Savor a good Montepulciano d’Abruzzo or chenin blanc?

Then 2017 might not be your year, thanks to a number of “climate hazards” cited by a group that monitors worldwide wine production.

The International Organization of Vine and Wine (OIV) reports that “unfavorable climate conditions” have resulted in historically low production this year in Western Europe — not seen since the 1950s, most notably in Italy and France. OIV is a scientific intergovernmental organization focused on wine.

“In the European Union, exceptional weather events — from frost to drought — significantly impacted 2017 wine production, which was historically low,” the report states. “The harvest volume will be 15 percent less than the previous year’s levels.”

Most wine grape harvesting occurs from late August into October, so the data reflect that.

Production fell 23 percent in Italy, 19 percent in France, and 15 percent in Spain. They are the top producing countries in Europe.

Overall, worldwide wine production fell 8.2 percent compared with 2016.

Camera icon International Organisation of Vine and Wine
From the OIV annual report on wine production. The numbers are reflected in millions of hectoliters (mhl). One hectoliter equals about 26 gallons.

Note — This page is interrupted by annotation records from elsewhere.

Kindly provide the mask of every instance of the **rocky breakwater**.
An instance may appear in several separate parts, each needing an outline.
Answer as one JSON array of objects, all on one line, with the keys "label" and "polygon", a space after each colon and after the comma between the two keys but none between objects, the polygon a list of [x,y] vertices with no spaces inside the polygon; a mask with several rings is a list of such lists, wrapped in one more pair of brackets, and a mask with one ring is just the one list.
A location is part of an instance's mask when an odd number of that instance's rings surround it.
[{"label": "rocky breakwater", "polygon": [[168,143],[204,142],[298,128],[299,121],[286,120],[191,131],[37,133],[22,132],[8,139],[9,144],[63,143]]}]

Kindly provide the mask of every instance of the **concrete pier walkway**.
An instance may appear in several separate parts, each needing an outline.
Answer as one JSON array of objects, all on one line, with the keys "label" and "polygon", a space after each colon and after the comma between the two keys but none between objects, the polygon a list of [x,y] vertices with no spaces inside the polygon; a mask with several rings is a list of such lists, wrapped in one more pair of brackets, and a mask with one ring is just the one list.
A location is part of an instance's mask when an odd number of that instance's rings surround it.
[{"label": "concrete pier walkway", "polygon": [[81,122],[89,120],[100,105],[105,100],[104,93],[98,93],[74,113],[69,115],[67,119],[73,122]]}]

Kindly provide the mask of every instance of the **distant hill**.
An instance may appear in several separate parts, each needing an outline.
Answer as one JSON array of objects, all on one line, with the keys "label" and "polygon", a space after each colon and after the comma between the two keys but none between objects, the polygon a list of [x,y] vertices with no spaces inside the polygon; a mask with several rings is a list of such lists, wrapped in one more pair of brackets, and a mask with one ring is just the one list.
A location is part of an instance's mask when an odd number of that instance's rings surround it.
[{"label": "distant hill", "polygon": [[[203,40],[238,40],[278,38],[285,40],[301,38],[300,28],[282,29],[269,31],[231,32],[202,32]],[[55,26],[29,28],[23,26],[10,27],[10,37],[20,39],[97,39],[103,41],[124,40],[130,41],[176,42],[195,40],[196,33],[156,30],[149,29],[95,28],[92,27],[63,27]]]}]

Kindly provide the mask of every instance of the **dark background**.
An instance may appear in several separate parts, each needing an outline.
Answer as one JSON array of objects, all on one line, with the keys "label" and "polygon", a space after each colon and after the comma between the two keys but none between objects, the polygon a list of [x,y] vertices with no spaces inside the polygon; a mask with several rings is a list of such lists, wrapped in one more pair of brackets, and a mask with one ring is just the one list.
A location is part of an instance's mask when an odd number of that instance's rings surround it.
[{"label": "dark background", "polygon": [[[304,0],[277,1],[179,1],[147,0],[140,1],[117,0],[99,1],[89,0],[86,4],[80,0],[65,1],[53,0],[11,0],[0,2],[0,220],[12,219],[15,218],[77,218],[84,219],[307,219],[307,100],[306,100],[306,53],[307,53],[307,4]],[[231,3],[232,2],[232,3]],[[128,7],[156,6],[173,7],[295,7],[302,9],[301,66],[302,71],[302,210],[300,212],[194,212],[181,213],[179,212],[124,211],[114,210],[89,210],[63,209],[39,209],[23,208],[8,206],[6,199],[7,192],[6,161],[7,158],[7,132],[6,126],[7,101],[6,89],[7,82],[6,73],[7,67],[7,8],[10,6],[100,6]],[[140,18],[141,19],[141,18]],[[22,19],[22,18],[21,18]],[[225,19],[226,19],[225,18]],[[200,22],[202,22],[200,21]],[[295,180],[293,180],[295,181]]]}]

The good news? U.S. production appears just fine — at least as of August.

Although U.S. production dipped slightly from 2016, this year is still a good year.  The United States set a record for production in 2013, and the last two years have produced less than that.

But the report notes that estimated wine production in the U.S. is based on Department of Agriculture forecasts from August. So it does not take into account the wildfires that ripped through California’s wine country the last few weeks.